For riders using e-bikes or bikes with electronic components, it’s essential to maintain and charge the batteries properly. Here are some important steps to follow:
- Battery charging: Before heading out for a ride, ensure that all the batteries associated with your bike’s electronic components are fully charged. This includes the e-bike battery, power meter, cycling computer, and lights. Refer to the manufacturer’s instructions for the specific charging requirements of each device.
- Battery inspections: Regularly inspect the battery and its contacts for any signs of damage or corrosion. Check for cracks, dents, or other visible damage on the battery casing. If you notice any issues, it’s crucial to address them promptly. Never use damaged batteries. Consult a repair shop.
- Charging safety: While charging the batteries, monitor them closely. If you notice excessive heat or if the battery becomes hot to the touch, immediately disconnect it from the charger and move it outdoors to a safe area. Overheating batteries can be a safety hazard, so taking precautions and preventing potential accidents is important.
- Battery maintenance: Follow the manufacturer’s guidelines for battery maintenance, such as recommended storage temperatures, cleaning procedures, and lifespan expectations. Properly maintaining the batteries can help prolong their overall performance and lifespan.
Regularly charging and inspecting the batteries on your e-bike or bikes with electronic components ensures their optimal functionality and reduces the risk of encountering issues during your rides.
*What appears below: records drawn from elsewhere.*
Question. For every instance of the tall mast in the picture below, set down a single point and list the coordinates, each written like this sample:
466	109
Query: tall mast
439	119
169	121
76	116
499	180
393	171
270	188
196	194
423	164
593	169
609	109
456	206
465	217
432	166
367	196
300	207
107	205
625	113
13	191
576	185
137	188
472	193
Tips for School: If you carry books, a water bottle, or other items in a basket, leave room in your backpack once you lock up the bike at the bike rack.
We just shared some great bicycle safety tips. But never assume others will follow the same bicycle safety rules. With National Bike Month, greenhouse gas concerns, and physical fitness priorities, increasingly bicycling is becoming more than just for exercise. With summer coming, beware of the road conditions and potholes caused by storms, hydrate, eat right and plan your route. Wear helmets that fit and avoid turning in front of oncoming car traffic.
Please make sure you and your kids feel comfortable while bicycling and your equipment is the right size. Properly inspect your bike and avoid dangerous intersections along your commute. Watch for potholes and road debris. Focus. Always look left, right left at your surroundings as you’re crossing streets and sidewalks. These are some of the safer choices for the cyclist who wishes to avoid crashes and return home safely in a pleasant manner.